How Subrogation Works
This is where subrogation comes in. It is the method that an insurance company uses to claim reimbursement after it has paid for something that should have been paid by some other entity. Some companies have in-house property damage lawyers and personal injury attorneys, or a department dedicated to subrogation; others contract with a law firm. Ordinarily, only you can sue for damages done to your self or property. But under subrogation law, your insurer is considered to have some of your rights for making good on the damages. It can go after the money originally due to you, because it has covered the amount already.
Why Should I Care?
For starters, if your insurance policy stipulated a deductible, it wasn't just your insurer that had to pay. In a $10,000 accident with a $1,000 deductible, you have a stake in the outcome as well – to the tune of $1,000. If your insurer is timid on any subrogation case it might not win, it might choose to recover its losses by upping your premiums and call it a day. On the other hand, if it has a capable legal team and goes after them aggressively, it is acting both in its own interests and in yours. If all of the money is recovered, you will get your full thousand-dollar deductible back. If it recovers half (for instance, in a case where you are found 50 percent responsible), you'll typically get half your deductible back, depending on the laws in your state.

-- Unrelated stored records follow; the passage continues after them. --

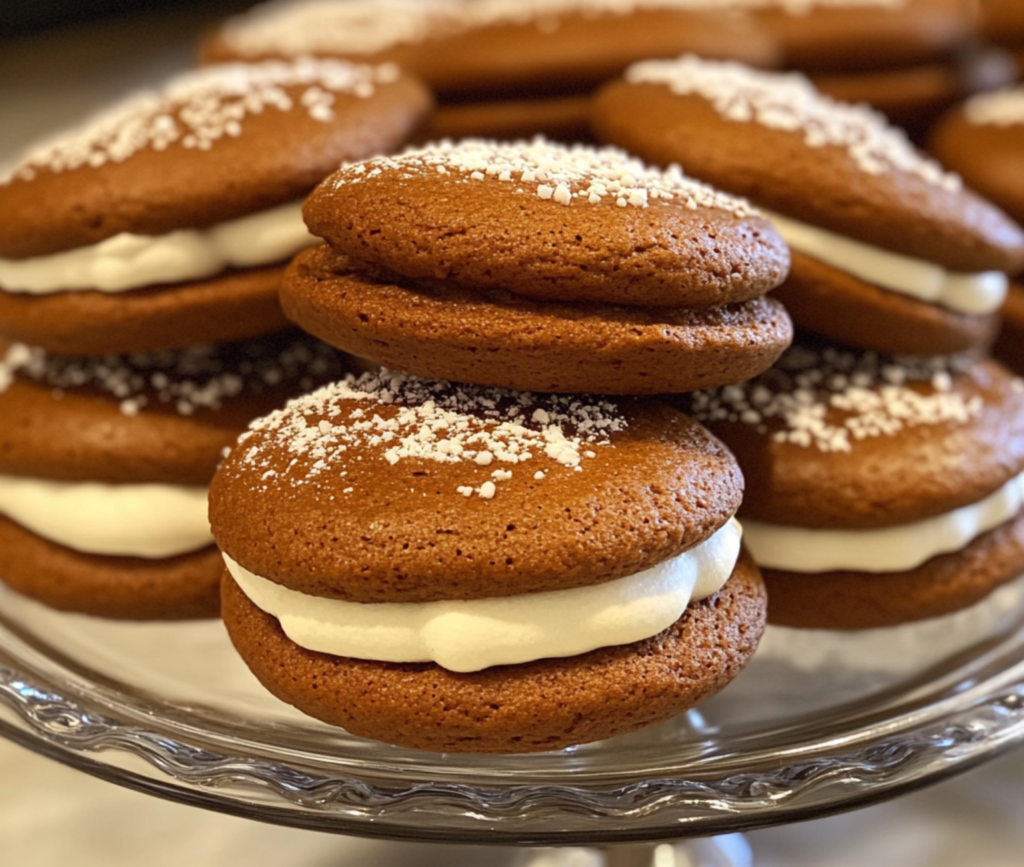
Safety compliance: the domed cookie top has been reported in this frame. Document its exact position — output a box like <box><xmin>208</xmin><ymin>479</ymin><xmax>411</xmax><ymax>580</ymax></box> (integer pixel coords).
<box><xmin>304</xmin><ymin>139</ymin><xmax>788</xmax><ymax>307</ymax></box>
<box><xmin>0</xmin><ymin>333</ymin><xmax>346</xmax><ymax>485</ymax></box>
<box><xmin>594</xmin><ymin>57</ymin><xmax>1024</xmax><ymax>272</ymax></box>
<box><xmin>202</xmin><ymin>0</ymin><xmax>776</xmax><ymax>96</ymax></box>
<box><xmin>210</xmin><ymin>372</ymin><xmax>742</xmax><ymax>602</ymax></box>
<box><xmin>0</xmin><ymin>58</ymin><xmax>430</xmax><ymax>259</ymax></box>
<box><xmin>930</xmin><ymin>85</ymin><xmax>1024</xmax><ymax>223</ymax></box>
<box><xmin>684</xmin><ymin>344</ymin><xmax>1024</xmax><ymax>529</ymax></box>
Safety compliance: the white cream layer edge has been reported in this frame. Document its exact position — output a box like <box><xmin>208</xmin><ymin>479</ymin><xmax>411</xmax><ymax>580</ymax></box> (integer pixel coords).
<box><xmin>0</xmin><ymin>476</ymin><xmax>213</xmax><ymax>559</ymax></box>
<box><xmin>0</xmin><ymin>202</ymin><xmax>317</xmax><ymax>295</ymax></box>
<box><xmin>224</xmin><ymin>519</ymin><xmax>742</xmax><ymax>671</ymax></box>
<box><xmin>762</xmin><ymin>209</ymin><xmax>1010</xmax><ymax>315</ymax></box>
<box><xmin>743</xmin><ymin>474</ymin><xmax>1024</xmax><ymax>573</ymax></box>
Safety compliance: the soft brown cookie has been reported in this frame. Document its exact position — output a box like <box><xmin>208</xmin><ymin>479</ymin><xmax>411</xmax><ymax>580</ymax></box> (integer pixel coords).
<box><xmin>221</xmin><ymin>556</ymin><xmax>765</xmax><ymax>752</ymax></box>
<box><xmin>684</xmin><ymin>341</ymin><xmax>1024</xmax><ymax>628</ymax></box>
<box><xmin>773</xmin><ymin>251</ymin><xmax>999</xmax><ymax>355</ymax></box>
<box><xmin>0</xmin><ymin>58</ymin><xmax>431</xmax><ymax>353</ymax></box>
<box><xmin>282</xmin><ymin>247</ymin><xmax>793</xmax><ymax>394</ymax></box>
<box><xmin>201</xmin><ymin>0</ymin><xmax>777</xmax><ymax>99</ymax></box>
<box><xmin>929</xmin><ymin>85</ymin><xmax>1024</xmax><ymax>222</ymax></box>
<box><xmin>762</xmin><ymin>507</ymin><xmax>1024</xmax><ymax>630</ymax></box>
<box><xmin>210</xmin><ymin>374</ymin><xmax>742</xmax><ymax>602</ymax></box>
<box><xmin>0</xmin><ymin>266</ymin><xmax>288</xmax><ymax>355</ymax></box>
<box><xmin>594</xmin><ymin>57</ymin><xmax>1024</xmax><ymax>353</ymax></box>
<box><xmin>0</xmin><ymin>515</ymin><xmax>224</xmax><ymax>620</ymax></box>
<box><xmin>0</xmin><ymin>333</ymin><xmax>344</xmax><ymax>619</ymax></box>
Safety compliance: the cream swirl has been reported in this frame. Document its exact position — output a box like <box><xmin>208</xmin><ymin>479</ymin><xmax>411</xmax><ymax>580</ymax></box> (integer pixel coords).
<box><xmin>0</xmin><ymin>202</ymin><xmax>316</xmax><ymax>295</ymax></box>
<box><xmin>224</xmin><ymin>519</ymin><xmax>742</xmax><ymax>671</ymax></box>
<box><xmin>0</xmin><ymin>475</ymin><xmax>213</xmax><ymax>559</ymax></box>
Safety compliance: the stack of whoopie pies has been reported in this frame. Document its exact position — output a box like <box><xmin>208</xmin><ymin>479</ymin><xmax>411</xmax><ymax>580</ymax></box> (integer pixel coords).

Moreover, if the total loss of an accident is more than your maximum coverage amount, you could be in for a stiff bill. If your insurance company or its property damage lawyers, such as car accident attorney Canton, ga, pursue subrogation and succeeds, it will recover your costs in addition to its own.
All insurance companies are not created equal. When shopping around, it's worth measuring the records of competing agencies to evaluate whether they pursue winnable subrogation claims; if they resolve those claims in a reasonable amount of time; if they keep their customers informed as the case proceeds; and if they then process successfully won reimbursements right away so that you can get your funding back and move on with your life. If, instead, an insurance firm has a record of honoring claims that aren't its responsibility and then covering its profit margin by raising your premiums, you should keep looking.